Strona:PL Józef Ignacy Kraszewski - Starosta Warszawski.djvu/140

Z Wikiźródeł, wolnej biblioteki
Ta strona została uwierzytelniona.

— Ale — ja — ja za mąż iść nie chcę ja klasztor wolę...
To wyznanie tak było przerażające, iż madam padła, usłyszawszy je, oczy sobie zasłaniając rękami.
— Chère Marie! a toż co znowu! nie rozumiem! dla czego?
Wyrwały się te słowa pełne znaczenia biednéj wojewodziance, a teraz sama miarkowała, iż niemi powiedziała za wiele... Szukała w myśli — jak się miała tłómaczyć... i nie znalazła nic...
Dumont czekała.
— Zlituj się, dla czegóż klasztór ci na myśl przychodzi? To najsmutniejsza rzecz w świecie... Nie wiesz kogo ci przeznaczają. Ma to być człowiek młody, piękny dobrze wychowany... i wielkiego rodu...

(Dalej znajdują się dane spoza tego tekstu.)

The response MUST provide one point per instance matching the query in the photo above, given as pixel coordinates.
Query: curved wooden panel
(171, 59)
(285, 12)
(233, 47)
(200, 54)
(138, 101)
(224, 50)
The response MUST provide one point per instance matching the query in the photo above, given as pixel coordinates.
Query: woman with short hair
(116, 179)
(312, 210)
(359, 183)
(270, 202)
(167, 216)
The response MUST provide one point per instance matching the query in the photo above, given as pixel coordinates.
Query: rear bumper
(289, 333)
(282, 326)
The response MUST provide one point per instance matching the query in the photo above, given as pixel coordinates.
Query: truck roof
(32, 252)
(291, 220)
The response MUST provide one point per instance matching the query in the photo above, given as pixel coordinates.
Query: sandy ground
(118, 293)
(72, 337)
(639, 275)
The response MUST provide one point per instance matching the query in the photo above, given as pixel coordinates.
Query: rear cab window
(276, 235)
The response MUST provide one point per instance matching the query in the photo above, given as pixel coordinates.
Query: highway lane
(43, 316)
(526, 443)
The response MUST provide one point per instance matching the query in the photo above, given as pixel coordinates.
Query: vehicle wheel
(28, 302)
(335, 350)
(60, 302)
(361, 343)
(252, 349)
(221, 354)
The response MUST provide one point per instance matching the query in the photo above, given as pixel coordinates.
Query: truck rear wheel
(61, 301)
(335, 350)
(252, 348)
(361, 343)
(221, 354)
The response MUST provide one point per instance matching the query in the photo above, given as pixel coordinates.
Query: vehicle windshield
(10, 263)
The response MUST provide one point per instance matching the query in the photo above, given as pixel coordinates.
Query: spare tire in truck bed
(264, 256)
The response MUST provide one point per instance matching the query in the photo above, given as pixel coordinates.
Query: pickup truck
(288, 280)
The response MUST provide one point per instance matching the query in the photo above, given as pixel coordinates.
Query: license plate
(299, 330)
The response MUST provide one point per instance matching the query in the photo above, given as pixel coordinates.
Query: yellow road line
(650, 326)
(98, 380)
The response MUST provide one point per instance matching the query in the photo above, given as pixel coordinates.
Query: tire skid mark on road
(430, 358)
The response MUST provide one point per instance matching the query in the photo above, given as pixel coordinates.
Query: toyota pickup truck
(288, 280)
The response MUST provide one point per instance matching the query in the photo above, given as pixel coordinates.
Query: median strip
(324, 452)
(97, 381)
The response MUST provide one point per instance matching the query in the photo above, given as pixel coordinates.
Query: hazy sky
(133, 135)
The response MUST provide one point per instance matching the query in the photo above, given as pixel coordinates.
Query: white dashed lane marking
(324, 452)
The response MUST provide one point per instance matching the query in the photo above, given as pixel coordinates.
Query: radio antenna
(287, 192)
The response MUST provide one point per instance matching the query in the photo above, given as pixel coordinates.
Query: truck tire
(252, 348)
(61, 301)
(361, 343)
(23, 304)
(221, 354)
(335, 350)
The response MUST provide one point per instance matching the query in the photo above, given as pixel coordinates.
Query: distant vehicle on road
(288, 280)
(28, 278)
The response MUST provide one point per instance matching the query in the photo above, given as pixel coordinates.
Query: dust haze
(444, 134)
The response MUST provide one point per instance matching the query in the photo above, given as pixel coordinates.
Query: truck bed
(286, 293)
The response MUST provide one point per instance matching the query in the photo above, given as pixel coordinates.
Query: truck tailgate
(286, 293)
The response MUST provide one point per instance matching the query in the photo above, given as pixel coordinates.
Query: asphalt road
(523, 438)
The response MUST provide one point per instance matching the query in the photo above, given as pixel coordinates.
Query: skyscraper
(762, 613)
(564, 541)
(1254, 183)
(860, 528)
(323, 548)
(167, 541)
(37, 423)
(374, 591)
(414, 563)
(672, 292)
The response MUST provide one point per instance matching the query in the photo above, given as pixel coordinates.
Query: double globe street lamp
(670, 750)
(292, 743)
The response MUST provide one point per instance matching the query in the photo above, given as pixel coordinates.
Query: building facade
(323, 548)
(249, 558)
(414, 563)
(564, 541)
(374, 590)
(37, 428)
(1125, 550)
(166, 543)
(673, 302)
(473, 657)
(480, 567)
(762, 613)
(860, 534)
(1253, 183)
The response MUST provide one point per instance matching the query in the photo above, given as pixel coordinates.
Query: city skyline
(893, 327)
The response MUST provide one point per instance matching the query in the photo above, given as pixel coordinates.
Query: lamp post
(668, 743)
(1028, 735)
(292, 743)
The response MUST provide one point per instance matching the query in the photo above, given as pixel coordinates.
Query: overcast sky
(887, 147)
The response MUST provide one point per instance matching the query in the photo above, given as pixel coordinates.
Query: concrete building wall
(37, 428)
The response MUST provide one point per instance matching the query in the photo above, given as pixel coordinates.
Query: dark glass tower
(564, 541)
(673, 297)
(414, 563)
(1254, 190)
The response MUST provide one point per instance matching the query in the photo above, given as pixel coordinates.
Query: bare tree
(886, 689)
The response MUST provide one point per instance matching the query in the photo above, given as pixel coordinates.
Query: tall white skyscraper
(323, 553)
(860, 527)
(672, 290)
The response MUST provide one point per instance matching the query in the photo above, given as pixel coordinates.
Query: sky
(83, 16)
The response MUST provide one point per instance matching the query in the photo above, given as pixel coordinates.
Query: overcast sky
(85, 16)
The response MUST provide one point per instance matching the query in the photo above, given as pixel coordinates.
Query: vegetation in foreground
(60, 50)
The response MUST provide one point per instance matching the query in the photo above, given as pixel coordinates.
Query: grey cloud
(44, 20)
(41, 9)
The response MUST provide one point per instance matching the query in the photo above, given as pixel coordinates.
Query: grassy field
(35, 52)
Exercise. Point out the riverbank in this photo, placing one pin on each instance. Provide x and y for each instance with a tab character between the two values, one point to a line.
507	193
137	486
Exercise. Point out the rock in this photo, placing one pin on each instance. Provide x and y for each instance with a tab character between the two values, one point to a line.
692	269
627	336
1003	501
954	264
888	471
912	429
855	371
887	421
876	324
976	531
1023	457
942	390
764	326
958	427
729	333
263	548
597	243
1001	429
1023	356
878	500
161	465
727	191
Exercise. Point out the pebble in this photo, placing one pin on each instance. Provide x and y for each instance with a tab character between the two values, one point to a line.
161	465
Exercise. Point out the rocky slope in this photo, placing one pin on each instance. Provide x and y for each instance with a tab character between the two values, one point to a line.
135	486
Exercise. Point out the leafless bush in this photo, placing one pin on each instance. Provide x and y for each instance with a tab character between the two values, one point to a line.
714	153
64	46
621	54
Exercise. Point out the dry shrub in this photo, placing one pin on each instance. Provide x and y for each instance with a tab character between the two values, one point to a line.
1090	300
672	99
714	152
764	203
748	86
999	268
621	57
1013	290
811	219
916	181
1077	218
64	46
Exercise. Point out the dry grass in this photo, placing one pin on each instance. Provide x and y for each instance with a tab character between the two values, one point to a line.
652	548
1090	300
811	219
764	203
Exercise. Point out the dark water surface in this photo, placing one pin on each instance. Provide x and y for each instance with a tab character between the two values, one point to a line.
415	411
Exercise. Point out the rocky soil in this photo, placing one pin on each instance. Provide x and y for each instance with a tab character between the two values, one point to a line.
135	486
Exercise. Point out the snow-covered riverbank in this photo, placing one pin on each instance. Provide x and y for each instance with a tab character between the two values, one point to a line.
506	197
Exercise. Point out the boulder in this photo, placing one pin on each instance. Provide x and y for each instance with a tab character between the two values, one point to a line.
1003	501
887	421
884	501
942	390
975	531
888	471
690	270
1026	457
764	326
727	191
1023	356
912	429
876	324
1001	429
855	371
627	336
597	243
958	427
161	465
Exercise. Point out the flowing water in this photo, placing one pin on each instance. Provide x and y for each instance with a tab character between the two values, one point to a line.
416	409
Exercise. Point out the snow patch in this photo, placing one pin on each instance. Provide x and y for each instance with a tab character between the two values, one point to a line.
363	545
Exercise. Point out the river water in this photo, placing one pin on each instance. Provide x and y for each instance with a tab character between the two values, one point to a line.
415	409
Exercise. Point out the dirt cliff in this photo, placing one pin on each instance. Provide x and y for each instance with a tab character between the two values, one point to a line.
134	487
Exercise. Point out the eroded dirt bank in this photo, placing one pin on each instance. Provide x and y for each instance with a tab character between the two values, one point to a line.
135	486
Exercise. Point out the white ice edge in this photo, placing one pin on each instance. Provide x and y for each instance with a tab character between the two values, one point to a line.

Marya, któréj czytane książki może na myśl przyszły — zebrała się na odpowiedź.
— Ale — moja pani Dumont — ja tego pana nie znam — on mnie...
Francuzka łzę otarła i obejrzała się.
— Tak — to prawda, rzekła — lecz u was magnatów inaczéj się nie żenią. Dobrze nam ubogim, poznawać się, podobać wybierać, wam to zabronione... Trzeba się zgadzać z przeznaczeniem.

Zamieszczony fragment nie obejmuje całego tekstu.